On four occasions the parents answered the question ‘Do you think your infant received acupuncture?’ with ‘yes’, ‘no’ or ‘don’t know’. In group C, 21–29% of the parents guessed correctly (no acupuncture) on all four occasions, while the rest (71–79%) either thought that their infant had received acupuncture or didn’t know (table 5). The percentage of parents in merged group A+B who correctly guessed that their infant had received acupuncture increased from 45% to 72% between the first and last occasions, while 28–55% were incorrect or didn’t know.

By random chance alone, you’d expect a 50-50 mix of parents thinking their children had acupuncture and thinking their children didn’t have acupuncture. Yet, somewhere between 71% and 79% of parents of infants in the control group correctly guessed that their children didn’t receive acupuncture. This alone suggests to me a problem with blinding. The effect is similar in the acupuncture groups, with way more than 50% of the parents guessing correctly that their babies received acupuncture.

Finally, Ernst noted:

There was a (presumably random) imbalance in breastfeeding between the acupuncture group (62%) and the control group (49%) (Table 1). As the first paragraph implies that diet is an important risk factor for colic it is surprising that this imbalance is not discussed more in the paper or controlled for in the analysis.

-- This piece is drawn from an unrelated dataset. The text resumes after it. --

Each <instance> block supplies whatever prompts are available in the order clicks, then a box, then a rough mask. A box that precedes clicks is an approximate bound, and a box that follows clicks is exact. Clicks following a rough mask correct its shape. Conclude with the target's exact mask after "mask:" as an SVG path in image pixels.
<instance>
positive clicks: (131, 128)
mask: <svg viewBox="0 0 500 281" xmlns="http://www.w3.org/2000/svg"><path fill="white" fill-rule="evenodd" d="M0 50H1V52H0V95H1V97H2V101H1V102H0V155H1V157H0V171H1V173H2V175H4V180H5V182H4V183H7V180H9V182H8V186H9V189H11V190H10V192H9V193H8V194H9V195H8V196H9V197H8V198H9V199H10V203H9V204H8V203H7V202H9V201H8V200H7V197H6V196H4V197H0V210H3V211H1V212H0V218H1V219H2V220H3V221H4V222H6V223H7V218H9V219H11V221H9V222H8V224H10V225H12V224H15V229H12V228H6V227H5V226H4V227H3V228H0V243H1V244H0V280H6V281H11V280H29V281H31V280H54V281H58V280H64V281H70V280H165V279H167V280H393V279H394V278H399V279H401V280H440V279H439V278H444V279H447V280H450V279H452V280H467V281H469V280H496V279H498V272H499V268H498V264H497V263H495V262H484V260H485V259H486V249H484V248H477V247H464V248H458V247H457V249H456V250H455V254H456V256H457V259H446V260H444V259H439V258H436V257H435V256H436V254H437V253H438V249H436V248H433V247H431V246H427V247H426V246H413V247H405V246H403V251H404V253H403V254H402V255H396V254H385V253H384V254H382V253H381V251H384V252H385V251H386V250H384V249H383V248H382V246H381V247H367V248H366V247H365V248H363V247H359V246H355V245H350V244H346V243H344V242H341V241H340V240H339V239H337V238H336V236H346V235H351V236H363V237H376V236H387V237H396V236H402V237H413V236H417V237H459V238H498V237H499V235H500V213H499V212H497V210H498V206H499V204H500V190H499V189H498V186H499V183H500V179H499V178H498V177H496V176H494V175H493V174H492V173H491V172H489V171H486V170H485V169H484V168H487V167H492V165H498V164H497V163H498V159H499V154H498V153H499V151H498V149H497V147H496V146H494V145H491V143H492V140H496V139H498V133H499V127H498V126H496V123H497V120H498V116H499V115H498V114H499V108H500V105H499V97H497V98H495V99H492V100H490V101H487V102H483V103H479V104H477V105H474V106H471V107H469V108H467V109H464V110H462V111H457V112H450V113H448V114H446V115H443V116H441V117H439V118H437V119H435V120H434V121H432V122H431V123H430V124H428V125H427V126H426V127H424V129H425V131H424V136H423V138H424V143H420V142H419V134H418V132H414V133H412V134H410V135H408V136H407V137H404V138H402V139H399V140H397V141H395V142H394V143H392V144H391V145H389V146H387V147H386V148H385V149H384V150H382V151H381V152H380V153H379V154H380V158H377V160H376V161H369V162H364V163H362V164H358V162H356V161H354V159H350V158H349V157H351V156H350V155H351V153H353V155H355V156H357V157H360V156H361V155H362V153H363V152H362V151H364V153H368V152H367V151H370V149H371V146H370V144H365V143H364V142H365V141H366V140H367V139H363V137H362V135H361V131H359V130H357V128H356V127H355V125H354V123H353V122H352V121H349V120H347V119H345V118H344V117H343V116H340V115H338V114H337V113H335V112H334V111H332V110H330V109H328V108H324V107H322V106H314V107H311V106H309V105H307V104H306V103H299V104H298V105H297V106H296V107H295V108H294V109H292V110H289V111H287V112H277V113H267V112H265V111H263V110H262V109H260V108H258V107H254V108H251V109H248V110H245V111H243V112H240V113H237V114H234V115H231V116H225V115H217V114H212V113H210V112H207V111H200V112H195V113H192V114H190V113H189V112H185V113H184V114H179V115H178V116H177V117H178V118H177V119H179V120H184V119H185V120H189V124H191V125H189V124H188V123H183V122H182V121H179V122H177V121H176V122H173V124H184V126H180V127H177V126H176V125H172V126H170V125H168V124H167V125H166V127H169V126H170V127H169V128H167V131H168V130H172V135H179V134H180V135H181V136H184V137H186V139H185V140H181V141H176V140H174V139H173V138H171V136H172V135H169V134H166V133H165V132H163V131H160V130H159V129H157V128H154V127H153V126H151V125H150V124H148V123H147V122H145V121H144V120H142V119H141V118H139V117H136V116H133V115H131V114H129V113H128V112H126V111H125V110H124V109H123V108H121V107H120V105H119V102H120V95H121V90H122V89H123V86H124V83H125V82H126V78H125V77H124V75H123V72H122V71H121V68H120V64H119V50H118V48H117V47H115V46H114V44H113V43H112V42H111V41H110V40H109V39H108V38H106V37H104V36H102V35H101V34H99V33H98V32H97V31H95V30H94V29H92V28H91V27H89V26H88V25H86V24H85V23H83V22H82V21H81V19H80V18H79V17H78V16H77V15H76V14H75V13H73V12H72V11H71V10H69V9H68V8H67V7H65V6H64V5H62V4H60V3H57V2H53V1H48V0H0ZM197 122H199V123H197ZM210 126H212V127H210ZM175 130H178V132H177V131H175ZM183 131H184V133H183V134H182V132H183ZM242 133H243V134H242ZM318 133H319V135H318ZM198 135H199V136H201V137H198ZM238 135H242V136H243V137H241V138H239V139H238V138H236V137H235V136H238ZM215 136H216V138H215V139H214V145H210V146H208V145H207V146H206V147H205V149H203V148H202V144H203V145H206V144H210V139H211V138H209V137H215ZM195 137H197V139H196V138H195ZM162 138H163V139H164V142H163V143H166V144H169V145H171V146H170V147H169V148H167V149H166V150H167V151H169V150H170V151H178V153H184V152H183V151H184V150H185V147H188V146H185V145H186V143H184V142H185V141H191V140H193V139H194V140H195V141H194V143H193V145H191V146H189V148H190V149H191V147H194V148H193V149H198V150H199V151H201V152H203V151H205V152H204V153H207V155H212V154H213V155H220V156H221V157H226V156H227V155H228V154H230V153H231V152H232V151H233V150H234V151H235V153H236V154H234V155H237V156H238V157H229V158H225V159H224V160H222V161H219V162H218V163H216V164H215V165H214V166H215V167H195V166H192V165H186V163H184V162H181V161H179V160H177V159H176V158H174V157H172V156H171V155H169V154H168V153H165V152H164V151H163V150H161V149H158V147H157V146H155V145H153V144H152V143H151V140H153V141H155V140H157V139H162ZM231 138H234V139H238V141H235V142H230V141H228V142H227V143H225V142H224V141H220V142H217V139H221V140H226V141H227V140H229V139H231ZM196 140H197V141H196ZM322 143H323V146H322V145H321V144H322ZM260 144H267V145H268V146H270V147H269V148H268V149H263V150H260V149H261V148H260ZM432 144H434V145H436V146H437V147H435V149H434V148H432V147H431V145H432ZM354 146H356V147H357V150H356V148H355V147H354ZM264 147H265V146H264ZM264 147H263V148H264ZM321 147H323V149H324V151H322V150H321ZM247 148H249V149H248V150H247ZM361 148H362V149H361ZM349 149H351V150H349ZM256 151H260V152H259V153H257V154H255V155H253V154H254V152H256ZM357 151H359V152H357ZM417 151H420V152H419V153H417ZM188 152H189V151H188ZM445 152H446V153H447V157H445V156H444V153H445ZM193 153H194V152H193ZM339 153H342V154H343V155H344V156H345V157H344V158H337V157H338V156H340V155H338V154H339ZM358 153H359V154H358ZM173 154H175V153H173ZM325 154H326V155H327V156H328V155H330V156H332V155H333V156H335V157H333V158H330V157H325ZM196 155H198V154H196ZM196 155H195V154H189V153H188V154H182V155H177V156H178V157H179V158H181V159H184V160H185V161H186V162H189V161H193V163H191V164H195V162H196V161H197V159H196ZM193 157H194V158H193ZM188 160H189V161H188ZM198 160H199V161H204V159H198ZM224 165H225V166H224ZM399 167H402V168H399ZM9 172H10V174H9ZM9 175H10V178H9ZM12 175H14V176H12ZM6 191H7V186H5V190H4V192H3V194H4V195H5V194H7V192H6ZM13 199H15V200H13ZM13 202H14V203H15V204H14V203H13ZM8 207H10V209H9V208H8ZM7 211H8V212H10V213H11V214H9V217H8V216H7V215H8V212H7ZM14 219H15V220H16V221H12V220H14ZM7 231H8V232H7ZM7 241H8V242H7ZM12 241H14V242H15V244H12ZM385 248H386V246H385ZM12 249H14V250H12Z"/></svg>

This alone probably wasn’t enough to explain the results, but when you add it to all the other problems with the study, the reality is that this is almost certainly a negative study. The handful of “statistically significant” results represent nothing more than noise, particularly given that the study size is pretty small. Let’s just put it this way. An editor at AIM basically admitted that this is a negative study because its primary outcome prespecified in the protocol showed no difference:

So what we have here is a negative study that doesn’t provide anything more than the weakest suggestion of any effect on colic due to acupuncture. Unfortunately, that hasn’t stopped the acupuncture believers from being all over the press to point to the results as evidence that it is acceptable to stick needles into babies for any reason other than vaccination. Unfortunately, as the authors note, there are several of these studies already published that were “equivocal” and, taken together, are “conflicting.” These are, when examined critically, actually negative studies. Acupuncture studies in children are child abuse, and this infant torture needs to stop.